I’d tell you that I’m scared of turning out a failure
He’d say, “Remember that the answer’s in the love that we create”
So much has changed since you’ve been away

I wish that heaven
Had visiting hours
And I would ask them
If I could take you home
But I know what they’d say
That it’s for the best
So I would live life the way you told me
And make it on my own

And I will close the door, but I will open up my heart
And everyone I love will know exactly who you are
‘Cause this is not goodbye, it is just ’til we meet again
So much has changed since you’ve been away

John Cox

Christian Author and Counsellor

6 comments

  • Thank you so much John for sharing this. I have wonderful memories of being in the Jemsons beautiful home. I considered Barbara a role model for being a Drs wife. She was a special lady.

  • What a beautiful tribute to a very lovely lady. I knew Mrs. Jemson through her daughter, Liz, and while I haven’t seen her for many years, I remember her as described, for her kindness, generosity, wonderful hospitality and delicious meals. My love and condolences to all the family.

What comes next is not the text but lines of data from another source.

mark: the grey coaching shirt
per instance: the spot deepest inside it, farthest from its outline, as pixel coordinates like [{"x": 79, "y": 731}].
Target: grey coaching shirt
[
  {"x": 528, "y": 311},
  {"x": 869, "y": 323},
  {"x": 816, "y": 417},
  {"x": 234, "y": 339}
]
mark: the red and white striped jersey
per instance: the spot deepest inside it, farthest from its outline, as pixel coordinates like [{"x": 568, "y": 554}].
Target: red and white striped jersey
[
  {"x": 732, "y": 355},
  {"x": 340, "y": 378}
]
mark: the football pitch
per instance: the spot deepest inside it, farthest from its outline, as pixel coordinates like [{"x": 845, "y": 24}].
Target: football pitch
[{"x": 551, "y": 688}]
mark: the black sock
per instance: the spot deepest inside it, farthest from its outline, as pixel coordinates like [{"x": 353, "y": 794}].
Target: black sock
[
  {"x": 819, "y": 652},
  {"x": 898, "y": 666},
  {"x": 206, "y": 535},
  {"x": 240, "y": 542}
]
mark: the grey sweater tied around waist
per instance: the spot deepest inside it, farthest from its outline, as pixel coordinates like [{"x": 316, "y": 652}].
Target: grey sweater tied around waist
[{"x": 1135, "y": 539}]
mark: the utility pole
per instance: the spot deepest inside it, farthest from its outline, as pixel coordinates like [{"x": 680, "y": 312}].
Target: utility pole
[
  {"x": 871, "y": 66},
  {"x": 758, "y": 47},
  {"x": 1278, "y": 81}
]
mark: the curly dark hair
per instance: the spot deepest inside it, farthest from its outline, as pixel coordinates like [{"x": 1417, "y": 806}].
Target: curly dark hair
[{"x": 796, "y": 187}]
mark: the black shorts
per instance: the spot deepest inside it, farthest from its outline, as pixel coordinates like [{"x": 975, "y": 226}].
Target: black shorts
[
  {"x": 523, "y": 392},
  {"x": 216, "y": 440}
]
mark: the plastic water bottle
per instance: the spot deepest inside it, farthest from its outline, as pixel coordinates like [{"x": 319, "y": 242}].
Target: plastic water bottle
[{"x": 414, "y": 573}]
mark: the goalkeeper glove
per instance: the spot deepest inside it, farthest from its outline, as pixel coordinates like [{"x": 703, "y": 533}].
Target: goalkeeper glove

    • Thanks Ruth, so glad we have those memories to share.

  • This is lovely! There is nothing quite like losing your mom ! Barbara was one of the nicest ladies I ever met! Her cooking skills were amazing and I loved her hospitality, whether it was playing cards or conferring on a quilt project she always was fun! She was well loved and will be well missed , condolences to her family, she had a great life and was so proud of all her family! I feel privileged to have had her as a friend!

  • It has taken me over a week to be able to read this about our Mum. Beautifully done and brings long ago memories as so much of my recent relationship with Mum revolved around her dementia and care. She was a significant lady and I dearly miss all of her.

    • Lucinda you were there for them when they so needed support and you loved them amazingly well, and sacrificially. Bless you for that and may the Lord comfort you as you move forward.